Dans sa décision de 2015 dans l’affaire Carter c.Procureur général qui a annulé l’interdiction de l’aide médicale à mourir, la Cour suprême a déclaré que la protection des personnes «vulnérables» (comme les aînés, les femmes, les personnes LGBTQI et handicapées, les autochtones et les personnes de couleur) nécessiterait « un régime soigneusement conçu, qui impose des limites strictes scrupuleusement surveillées et appliquées ». Ça fait du sens. Si la société veut renverser la politique publique et permettre aux médecins de tuer des gens plutôt que de les aider à vivre, il semblerait logique de mettre en place toutes les garanties possibles, puis d’examiner attentivement comment ce programme fonctionne dans la pratique, pour être sûr que les garanties fonctionnent comme annoncé.
Cela paraît logique, à moins qu’on ne soit le Parti libéral du Canada, le Nouveau Parti démocratique et le Bloc québécois. Ces champions des libertés individuelles ont déterminé qu’il était approprié d’aller de l’avant et d’élargir l’accès à l’euthanasie avant de procéder à l’examen quinquennal requis par la loi de 2016 sur l’aide médicale à mourir (AMM). Ils veulent limiter la portée de cet examen mandaté afin de regarder seulement l’élargissement de l’éligibilité à de nouvelles populations, et éliminer tout examen du fonctionnement de la loi sur l’AMM dans la pratique.
Le projet de loi C-7, qui est accéléré par le gouvernement libéral pour respecter l’échéance du 18 décembre imposée par la cour, élargirait l’accès à l’euthanasie au-delà de ce qui était demandé dans le décision Truchon c. procureur général. La Cour supérieure du Québec dans l’arrêt Truchon a invalidé l’exigence selon laquelle la mort naturelle de la personne doit être « raisonnablement prévisible » et le gouvernement libéral de Justin Trudeau a choisi de ne pas interjeter appel. En ce faisant, le gouvernement Trudeau a signalé qu’il approuvait l’euthanasie des personnes handicapées qui ne sont pas en fin de vie, que la « période d’attente » de 90 se trouve ou non dans la version finale du projet de loi C-7 et résiste à l’examen judiciaire.
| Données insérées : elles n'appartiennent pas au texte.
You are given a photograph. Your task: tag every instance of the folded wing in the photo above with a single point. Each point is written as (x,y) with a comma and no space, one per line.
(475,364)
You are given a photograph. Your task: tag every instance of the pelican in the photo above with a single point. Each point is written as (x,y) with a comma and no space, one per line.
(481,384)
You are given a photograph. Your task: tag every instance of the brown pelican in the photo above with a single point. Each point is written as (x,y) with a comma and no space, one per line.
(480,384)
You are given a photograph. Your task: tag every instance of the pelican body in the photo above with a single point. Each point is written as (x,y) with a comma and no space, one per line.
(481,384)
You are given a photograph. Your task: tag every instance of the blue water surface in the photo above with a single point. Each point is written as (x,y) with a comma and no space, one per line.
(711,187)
Le projet de loi C-7 réduirait le nombre de témoins requis pour signer la demande écrite de deux à un, et permettrait à cette personne d’être un préposé au bénéficiaire, ce qui permettrait à un soignant abusif de contraindre une personne à demander la mort, puis servir de seul témoin de la demande. Plutôt que de clarifier ce que signifie la mort naturelle d’une personne comme étant « raisonnablement prévisible » (ou de se débarrasser complètement de ce terme glissant et malléable), le projet de loi met ces gens (presque 20 000 déjà) sur une voie rapide vers la mort. Le projet de loi éliminerait la période de réflexion de dix jours, ainsi que l’exigence que la personne doit vérifier son consentement lors de l’injection létale, créant ainsi une directive préalable de facto. Ainsi, même si on doit attendre des mois pour obtenir des soins palliatifs, on peut obtenir la dose mortelle tout de suite. Cet individu avec le préposé violent mentionné plus tôt; personne ne clignerait même les yeux si elle est euthanasiée le jour même de son approbation (comme cela s’est déjà produit au Québec).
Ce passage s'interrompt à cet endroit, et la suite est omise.